Hi,
There are frameworks to assist in implementing strategy. However, they primarily exist outside the strategic management literature. The field of management control is devoted to strategy implementation. There are two comprehensive frameworks that have been validated by empirical studies. Merchant's (1985, 2007) results, action and personnel/culture controls and Simons' (1995) Levers of Control frameworks outline tools managers can use to enhance strategy implementation. There are also two other frameworks which are less comprehensive, yet very popular with practitioners. The first is Kaplan and Norton's (1992) Balanced Scorecard which has evolved over the past 15 years into a strategy implementation framework. The second is Zimmerman's (1998) Organizational Architecture which is basically an operationalization of agency theory.
Cheers,
Norman Sheehan
-----Original Message-----
From: Management Education and Development Discussion on behalf of Kim Warren
Sent: Sat 14-Mar-09 9:43
To:
MG-ED-DV@AOMLISTS.PACE.EDU
Subject: Re: Breakthrough strategy and implementation
Hi George - a recent post of yours to the List illustrates the complementary questions .. the game-changing of Sam Walton, P&G [and others .. CNN, Southwest, IKEA, Starbucks, iPhone, Skype, eBay etc etc] were clearly brilliant, and it would be great to help others make similarly great breakthroughs. But the next question is what strategic management actually did every week, month, and quarter in the years or decades following that innovation to deliver performance [strong growth in scale and cash flows]. Few of these great case firms were first, boldest and alone in their innovation, so there must have been massive differences in the continuing actions and decisions of their management, compared with their less successful colleagues.
. then there's the question of - having changed the game, what do you do next, change it again and again and again?

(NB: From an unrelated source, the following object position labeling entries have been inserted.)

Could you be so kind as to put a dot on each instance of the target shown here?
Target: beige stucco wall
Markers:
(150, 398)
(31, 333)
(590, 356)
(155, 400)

These powerful firms do not seem to do that very often, if at all in some cases. Rather, having found a game they can win, they relentlessly push it forward. Strategy implementation seems to be dismissed as trivial or merely operational effectiveness, which badly understates its importance and complexity - and unless I'm missing something, we don't seem to have any methods, tools or frameworks to either understand it or teach it.
Kim Warren
From: Management Education and Development Discussion [mailto:
MG-ED-DV@AOMLISTS.PACE.EDU] On Behalf Of George Graen
Sent: 13 March 2009 10:03
To:
MG-ED-DV@AOMLISTS.PACE.EDU
Subject: Re: FW: Definition of strategy, Systems of Systems Approach.
In a message dated 3/13/2009 3:54:22 A.M. Central Daylight Time,
Kim@strategydynamics.com writes:
Hi George - from what I have seen, I think we are working in different but related parts of the forest. My impression is that you are challenging management to rethink fundamentally how things work and reconceptualise markets and their business. Clearly important. My focus is, first, on making much better decisions and performance out of what already exists - for which there is huge potential in most cases. The linkage is that - having imagined a new business model with your ideas - we can turn that into a defined structure that we can test 'on paper' before making it a reality, and then as it develops, continue checking how it is working and driving the best possible performance out of it.
We could take a short look at a real case if you like.
Hi Kim- I agree with your analogy of the forest to describe our foci. Clearly, both approaches will be need by top management to survive in the new undefined economy. A good example is the jerky responses of the government to the mixed signals of open systems that are poorly understood. I suggest that trial and error is a poor way to understand a systems change. My edited book describes both the needed strategies and analytical tools. Unfortunately, our wiz kid economists think they have the answers. Sorry, but it's a bit more than voodoo. What do you think?